EU-Kommission und Internet Society kritisieren Zentralismus

US-Papier zur Domain-Name-Vergabe stößt auf breite Ablehnungsfront

03.04.1998

In seltener Einmütigkeit verurteilen sowohl die EU-Kommission, Privatunternehmen als auch Organisationen, die sich der Unabhängigkeit des Web widmen, das Vorgehen der USA im Streit um die Freigabe der Domain-Registrierung. Im Kern geht es darum, wer zukünftig zu welchen Bedingungen die begehrten Top-Level-Domains (TLDs) wie ".com" oder ".org") vergeben und verwalten darf. Die US-Regierung hatte angekündigt, noch im Laufe dieses Jahres ihr Monopol zugunsten eines freien Wettbewerbs aufzugeben.

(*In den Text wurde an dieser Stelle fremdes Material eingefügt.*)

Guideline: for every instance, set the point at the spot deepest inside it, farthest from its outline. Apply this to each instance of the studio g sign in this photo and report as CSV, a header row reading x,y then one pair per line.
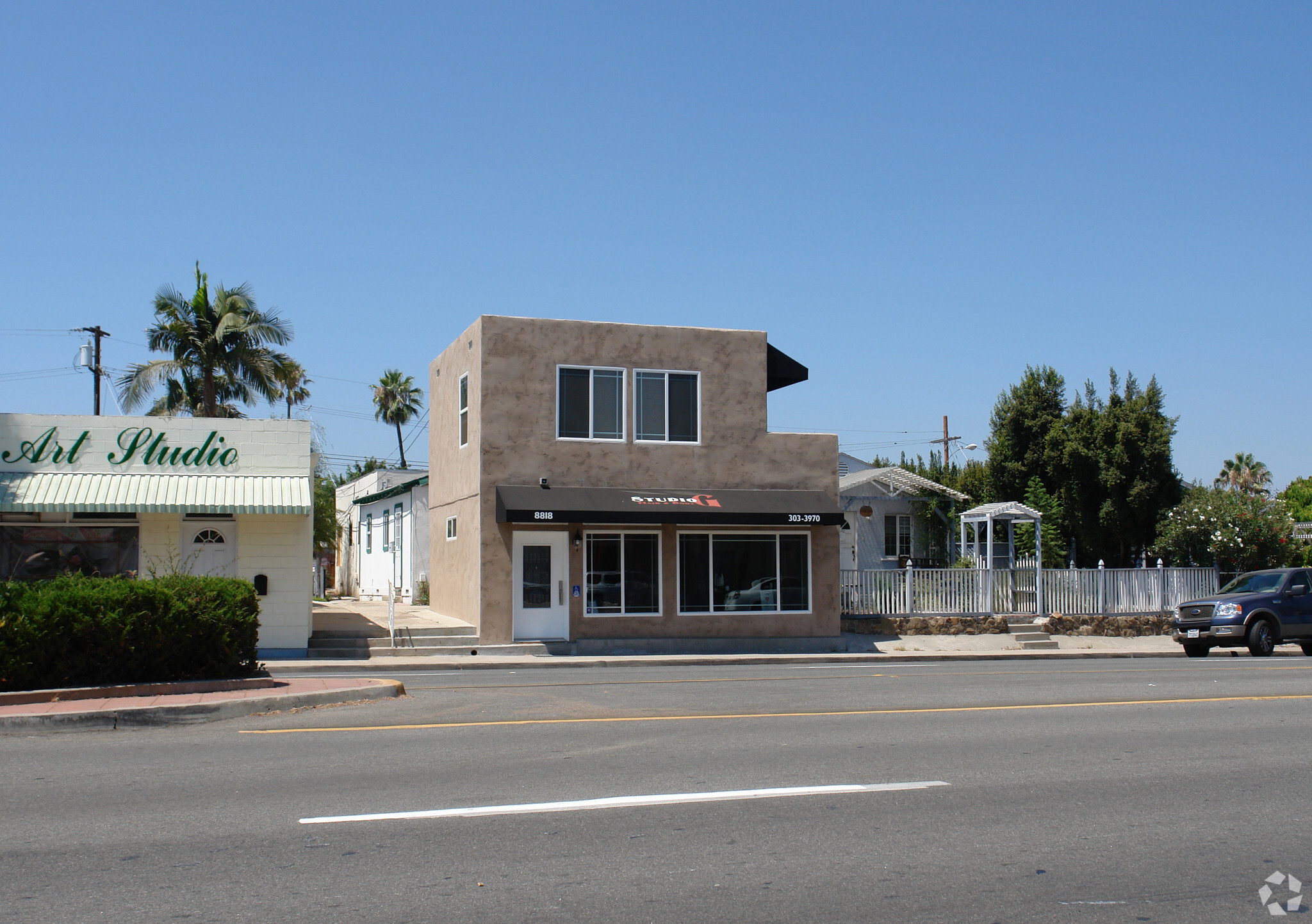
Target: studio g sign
x,y
134,444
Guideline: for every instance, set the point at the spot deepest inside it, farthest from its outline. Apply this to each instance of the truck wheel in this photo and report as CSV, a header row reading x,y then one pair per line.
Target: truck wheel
x,y
1261,640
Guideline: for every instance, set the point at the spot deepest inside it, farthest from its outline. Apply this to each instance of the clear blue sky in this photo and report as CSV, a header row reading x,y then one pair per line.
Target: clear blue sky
x,y
916,201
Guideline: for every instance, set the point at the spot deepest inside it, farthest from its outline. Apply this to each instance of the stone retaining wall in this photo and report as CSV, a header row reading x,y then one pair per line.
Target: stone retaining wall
x,y
1111,627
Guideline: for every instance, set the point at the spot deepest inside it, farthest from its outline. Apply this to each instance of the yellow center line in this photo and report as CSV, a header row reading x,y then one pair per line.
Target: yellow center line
x,y
849,677
771,715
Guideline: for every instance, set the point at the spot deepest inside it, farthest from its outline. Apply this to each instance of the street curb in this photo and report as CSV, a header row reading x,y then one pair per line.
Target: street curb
x,y
192,713
693,661
710,660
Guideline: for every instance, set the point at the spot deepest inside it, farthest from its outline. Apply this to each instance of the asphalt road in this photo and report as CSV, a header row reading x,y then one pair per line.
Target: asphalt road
x,y
1129,791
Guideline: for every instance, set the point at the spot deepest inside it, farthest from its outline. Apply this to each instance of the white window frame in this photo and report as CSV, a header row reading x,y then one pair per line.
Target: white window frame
x,y
623,404
463,400
660,573
668,441
911,537
710,551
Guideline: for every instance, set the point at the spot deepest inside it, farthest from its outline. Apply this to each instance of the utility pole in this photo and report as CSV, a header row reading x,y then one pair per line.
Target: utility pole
x,y
97,371
945,441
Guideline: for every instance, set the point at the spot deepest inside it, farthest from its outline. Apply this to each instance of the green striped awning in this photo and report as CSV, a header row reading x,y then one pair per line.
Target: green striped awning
x,y
94,493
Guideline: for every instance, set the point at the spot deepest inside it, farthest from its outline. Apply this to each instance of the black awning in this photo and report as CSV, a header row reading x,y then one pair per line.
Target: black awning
x,y
520,503
782,370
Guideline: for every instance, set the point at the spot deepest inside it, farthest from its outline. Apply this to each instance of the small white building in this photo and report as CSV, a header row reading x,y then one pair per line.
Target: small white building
x,y
881,528
385,535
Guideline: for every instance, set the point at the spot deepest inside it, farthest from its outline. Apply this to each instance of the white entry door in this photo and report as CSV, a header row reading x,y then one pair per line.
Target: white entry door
x,y
211,548
541,563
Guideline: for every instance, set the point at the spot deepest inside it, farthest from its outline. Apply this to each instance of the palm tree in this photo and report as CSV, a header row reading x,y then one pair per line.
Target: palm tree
x,y
183,398
225,339
291,380
1244,474
398,400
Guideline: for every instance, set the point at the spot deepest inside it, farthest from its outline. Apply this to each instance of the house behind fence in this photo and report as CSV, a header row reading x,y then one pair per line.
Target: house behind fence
x,y
1012,592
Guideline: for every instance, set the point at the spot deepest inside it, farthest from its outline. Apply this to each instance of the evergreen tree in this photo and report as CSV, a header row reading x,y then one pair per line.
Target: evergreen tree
x,y
1022,418
1114,468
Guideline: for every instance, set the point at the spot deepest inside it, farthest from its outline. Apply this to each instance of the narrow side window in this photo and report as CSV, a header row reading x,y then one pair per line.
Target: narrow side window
x,y
465,409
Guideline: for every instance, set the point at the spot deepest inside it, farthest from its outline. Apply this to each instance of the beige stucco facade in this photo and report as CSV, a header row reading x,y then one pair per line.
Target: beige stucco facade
x,y
512,371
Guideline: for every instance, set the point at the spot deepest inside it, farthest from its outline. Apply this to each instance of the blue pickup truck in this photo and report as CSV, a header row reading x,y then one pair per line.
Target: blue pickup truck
x,y
1260,610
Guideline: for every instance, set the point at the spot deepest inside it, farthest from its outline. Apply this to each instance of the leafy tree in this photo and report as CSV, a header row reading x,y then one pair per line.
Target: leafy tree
x,y
211,340
1113,466
1240,533
1244,474
291,383
1022,418
325,510
397,400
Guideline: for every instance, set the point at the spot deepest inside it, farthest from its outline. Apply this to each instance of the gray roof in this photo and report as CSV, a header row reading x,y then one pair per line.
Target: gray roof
x,y
896,482
1004,510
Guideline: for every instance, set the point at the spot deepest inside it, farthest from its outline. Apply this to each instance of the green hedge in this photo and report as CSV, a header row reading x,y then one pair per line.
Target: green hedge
x,y
85,632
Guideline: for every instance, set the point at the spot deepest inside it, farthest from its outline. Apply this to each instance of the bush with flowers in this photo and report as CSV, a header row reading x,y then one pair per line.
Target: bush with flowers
x,y
1240,533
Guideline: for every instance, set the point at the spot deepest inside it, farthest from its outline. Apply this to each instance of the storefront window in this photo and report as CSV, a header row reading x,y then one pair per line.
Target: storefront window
x,y
744,572
622,573
45,551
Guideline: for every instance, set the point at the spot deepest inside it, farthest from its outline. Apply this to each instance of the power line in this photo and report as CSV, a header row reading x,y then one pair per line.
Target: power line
x,y
37,374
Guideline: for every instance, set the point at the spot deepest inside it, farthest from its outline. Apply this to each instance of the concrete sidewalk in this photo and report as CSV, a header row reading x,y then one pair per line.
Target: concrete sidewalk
x,y
881,649
82,709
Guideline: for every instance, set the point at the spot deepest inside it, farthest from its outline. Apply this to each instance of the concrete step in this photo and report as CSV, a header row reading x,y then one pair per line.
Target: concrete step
x,y
472,649
381,632
1030,636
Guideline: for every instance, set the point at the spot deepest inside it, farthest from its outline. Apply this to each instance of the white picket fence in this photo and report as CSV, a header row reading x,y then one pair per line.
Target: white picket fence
x,y
1074,592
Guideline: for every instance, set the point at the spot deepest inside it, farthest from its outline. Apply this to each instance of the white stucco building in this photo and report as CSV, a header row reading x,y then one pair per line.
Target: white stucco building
x,y
385,534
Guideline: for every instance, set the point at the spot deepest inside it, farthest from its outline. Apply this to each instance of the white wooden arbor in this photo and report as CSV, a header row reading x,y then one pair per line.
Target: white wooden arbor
x,y
1009,513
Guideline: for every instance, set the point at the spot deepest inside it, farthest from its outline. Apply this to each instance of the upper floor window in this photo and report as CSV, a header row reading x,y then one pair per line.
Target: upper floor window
x,y
589,403
465,409
896,537
667,407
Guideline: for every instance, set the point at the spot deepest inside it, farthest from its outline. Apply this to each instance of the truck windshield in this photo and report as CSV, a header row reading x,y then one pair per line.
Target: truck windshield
x,y
1254,582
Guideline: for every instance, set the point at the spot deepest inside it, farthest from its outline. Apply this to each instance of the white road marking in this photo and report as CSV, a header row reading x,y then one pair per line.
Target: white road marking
x,y
619,801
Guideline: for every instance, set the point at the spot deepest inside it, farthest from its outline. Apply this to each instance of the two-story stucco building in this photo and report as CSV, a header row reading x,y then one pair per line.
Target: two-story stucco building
x,y
596,480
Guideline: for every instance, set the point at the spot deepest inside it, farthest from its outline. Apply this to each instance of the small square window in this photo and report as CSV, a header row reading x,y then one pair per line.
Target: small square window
x,y
589,403
667,407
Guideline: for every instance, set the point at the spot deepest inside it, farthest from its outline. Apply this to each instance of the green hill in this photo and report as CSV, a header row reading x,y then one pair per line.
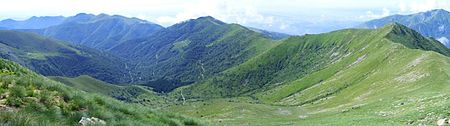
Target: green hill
x,y
432,23
31,99
52,57
101,31
127,93
190,51
346,77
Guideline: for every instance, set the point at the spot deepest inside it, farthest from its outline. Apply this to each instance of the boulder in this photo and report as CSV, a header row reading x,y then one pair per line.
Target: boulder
x,y
84,121
442,122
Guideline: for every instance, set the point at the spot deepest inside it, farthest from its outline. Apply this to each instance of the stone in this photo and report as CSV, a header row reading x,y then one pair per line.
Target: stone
x,y
441,122
84,121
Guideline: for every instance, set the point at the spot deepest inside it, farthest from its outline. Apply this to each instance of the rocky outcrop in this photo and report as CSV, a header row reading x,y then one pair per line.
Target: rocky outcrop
x,y
91,121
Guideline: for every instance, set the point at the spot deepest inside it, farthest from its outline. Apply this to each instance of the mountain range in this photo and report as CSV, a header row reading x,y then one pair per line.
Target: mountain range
x,y
128,71
432,23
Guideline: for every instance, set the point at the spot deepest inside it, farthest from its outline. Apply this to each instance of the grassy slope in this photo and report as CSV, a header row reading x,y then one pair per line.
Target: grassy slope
x,y
192,50
128,93
31,99
378,81
52,57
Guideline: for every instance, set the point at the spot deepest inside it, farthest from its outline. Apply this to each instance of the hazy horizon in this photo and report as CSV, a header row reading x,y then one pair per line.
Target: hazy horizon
x,y
286,16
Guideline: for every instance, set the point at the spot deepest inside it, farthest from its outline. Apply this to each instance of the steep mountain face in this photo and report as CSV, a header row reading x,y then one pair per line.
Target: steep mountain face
x,y
126,93
32,23
191,51
298,57
269,34
433,23
387,76
30,99
56,58
99,31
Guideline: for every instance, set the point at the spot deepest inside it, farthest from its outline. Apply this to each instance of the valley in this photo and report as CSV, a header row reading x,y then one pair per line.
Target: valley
x,y
119,70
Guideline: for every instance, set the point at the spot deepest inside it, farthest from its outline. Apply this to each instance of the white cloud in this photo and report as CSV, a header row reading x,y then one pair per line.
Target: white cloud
x,y
444,41
370,15
411,6
241,12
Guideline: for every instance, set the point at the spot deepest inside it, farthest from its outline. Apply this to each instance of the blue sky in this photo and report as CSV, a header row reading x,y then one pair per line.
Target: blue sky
x,y
289,16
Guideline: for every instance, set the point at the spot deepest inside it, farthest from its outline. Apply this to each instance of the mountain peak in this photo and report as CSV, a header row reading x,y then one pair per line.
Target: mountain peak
x,y
209,19
410,38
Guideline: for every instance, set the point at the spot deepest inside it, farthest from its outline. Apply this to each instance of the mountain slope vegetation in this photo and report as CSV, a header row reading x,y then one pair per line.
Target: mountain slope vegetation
x,y
433,23
192,50
367,77
99,31
31,99
127,93
32,23
51,57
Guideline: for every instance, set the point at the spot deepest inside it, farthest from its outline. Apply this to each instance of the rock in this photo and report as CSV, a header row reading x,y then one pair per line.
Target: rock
x,y
84,121
441,122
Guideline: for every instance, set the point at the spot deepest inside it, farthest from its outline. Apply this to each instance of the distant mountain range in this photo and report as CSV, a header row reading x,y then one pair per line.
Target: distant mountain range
x,y
52,57
32,23
99,31
192,50
434,23
225,73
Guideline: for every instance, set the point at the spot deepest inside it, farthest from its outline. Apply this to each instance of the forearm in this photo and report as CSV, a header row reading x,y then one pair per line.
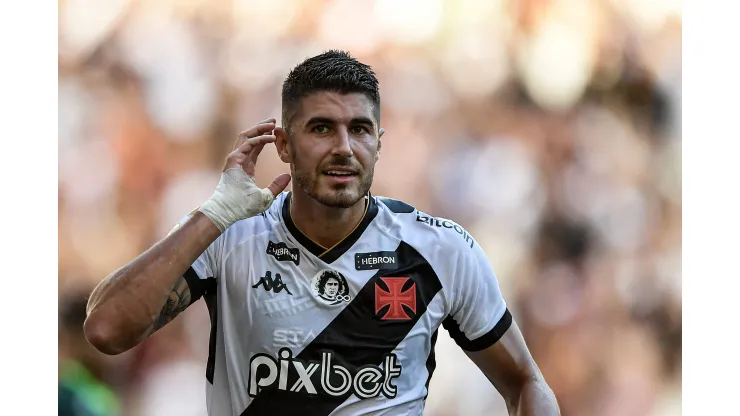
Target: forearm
x,y
126,306
535,399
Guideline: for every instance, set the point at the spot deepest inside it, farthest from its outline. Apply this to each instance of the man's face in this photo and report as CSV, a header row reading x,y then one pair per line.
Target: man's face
x,y
332,287
333,147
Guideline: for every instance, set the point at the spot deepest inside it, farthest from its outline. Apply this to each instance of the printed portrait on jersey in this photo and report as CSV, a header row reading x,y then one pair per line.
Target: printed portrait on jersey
x,y
330,287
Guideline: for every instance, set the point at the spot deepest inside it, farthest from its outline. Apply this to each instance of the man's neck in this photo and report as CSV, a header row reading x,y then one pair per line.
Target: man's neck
x,y
325,226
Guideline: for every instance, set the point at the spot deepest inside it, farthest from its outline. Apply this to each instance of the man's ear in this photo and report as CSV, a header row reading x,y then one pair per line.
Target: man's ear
x,y
282,144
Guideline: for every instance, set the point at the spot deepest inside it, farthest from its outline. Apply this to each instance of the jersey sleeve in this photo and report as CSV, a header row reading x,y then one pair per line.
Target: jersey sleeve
x,y
478,317
201,274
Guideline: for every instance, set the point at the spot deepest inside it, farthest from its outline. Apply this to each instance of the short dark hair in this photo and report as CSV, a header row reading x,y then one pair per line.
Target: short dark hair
x,y
324,279
334,71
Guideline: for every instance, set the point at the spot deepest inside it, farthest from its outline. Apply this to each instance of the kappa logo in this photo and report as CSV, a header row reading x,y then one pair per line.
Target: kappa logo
x,y
282,252
331,379
330,287
395,298
269,284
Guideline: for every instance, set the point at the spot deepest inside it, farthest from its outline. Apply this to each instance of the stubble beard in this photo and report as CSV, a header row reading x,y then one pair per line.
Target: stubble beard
x,y
345,196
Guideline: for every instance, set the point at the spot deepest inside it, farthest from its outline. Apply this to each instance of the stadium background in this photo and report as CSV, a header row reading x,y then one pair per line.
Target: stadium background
x,y
550,129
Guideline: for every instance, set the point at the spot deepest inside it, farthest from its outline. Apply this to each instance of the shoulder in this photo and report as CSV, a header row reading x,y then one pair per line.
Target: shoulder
x,y
421,229
258,224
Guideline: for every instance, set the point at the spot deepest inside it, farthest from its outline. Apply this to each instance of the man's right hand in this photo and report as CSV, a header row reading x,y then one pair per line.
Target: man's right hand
x,y
237,196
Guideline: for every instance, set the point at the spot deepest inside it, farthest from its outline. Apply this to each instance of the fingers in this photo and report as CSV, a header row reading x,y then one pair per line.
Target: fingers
x,y
279,184
251,163
240,155
263,127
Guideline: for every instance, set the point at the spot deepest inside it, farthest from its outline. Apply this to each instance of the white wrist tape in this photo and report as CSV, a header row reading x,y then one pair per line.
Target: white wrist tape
x,y
236,197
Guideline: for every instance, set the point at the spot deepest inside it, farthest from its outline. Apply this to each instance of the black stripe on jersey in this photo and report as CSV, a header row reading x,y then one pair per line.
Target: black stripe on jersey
x,y
431,362
356,337
482,342
207,289
332,254
396,206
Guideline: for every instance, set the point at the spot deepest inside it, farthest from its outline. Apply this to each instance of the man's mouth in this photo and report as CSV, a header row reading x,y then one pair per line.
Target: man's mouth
x,y
339,172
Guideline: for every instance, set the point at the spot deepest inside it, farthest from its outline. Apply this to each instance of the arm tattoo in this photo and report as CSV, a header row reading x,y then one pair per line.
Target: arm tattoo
x,y
177,302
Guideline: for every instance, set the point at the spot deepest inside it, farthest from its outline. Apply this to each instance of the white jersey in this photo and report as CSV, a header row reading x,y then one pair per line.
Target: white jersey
x,y
297,328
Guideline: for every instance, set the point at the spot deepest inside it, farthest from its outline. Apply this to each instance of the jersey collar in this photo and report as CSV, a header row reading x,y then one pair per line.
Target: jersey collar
x,y
329,255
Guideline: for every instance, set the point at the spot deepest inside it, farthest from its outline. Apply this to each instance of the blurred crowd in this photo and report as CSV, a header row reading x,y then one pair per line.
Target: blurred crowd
x,y
550,129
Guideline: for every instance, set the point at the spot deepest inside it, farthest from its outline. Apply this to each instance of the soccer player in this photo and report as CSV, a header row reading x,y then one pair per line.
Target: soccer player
x,y
327,299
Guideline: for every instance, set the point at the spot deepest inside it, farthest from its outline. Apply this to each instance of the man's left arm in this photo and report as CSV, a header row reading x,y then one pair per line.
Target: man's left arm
x,y
480,323
512,370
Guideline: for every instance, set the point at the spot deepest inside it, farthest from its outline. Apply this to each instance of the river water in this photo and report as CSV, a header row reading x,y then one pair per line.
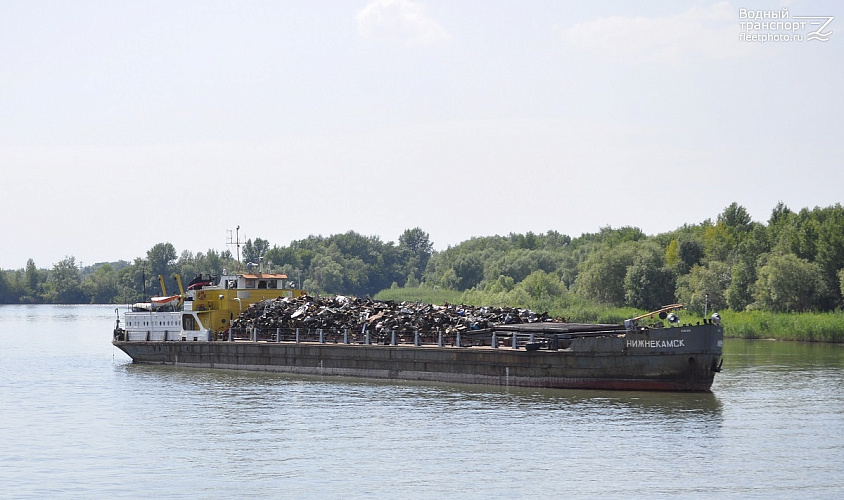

Martin Burack, Executive Director der Internet Society, befürchtet eine zu starke Einflußnahme der US-Regierung auf den Übergangsprozeß. So schreibe der Entwurf beispielsweise vor, wie viele Registrierungsinstanzen und Top-Level-Domains es geben solle. In die gleiche Kerbe schlägt die EU-Kommission mit ihrer offiziellen Stellungnahme. Es bestehe die Gefahr einer dauerhaften Kontrolle der US-Gesetzgebung über die Belange des Internet einschließlich der Konfliktbewältigung und Markenzeichen-Verwendung.

Damit erhielt das Council of Registrars (Core), eine Vereinigung von 90 Unternehmen aus 23 Ländern mit Sitz in Genf, unerwartet deutliche Schützenhilfe. Core hatte bereits begonnen, auf eigene Faust neue Domains zu registrieren, als die US-Regierung ihre ursprünglichen Freigabepläne wieder auf Eis legte (siehe CW Nr. 7 vom 13. Februar 1998, Seite 23). Nach Ansicht von Core verlängert und konsolidiert der jetzige Entwurf die Macht des US-Unternehmens Network Solutions Inc. (NSI) - im Auftrag der US-Regierung Inhaber der exklusiven Verwaltungsrechte. NSI hingegen beurteilt die amerikanischen Vorschläge, wen wundert es, ausgesprochen positiv. Ein Ende des Streits ist also nicht in Sicht.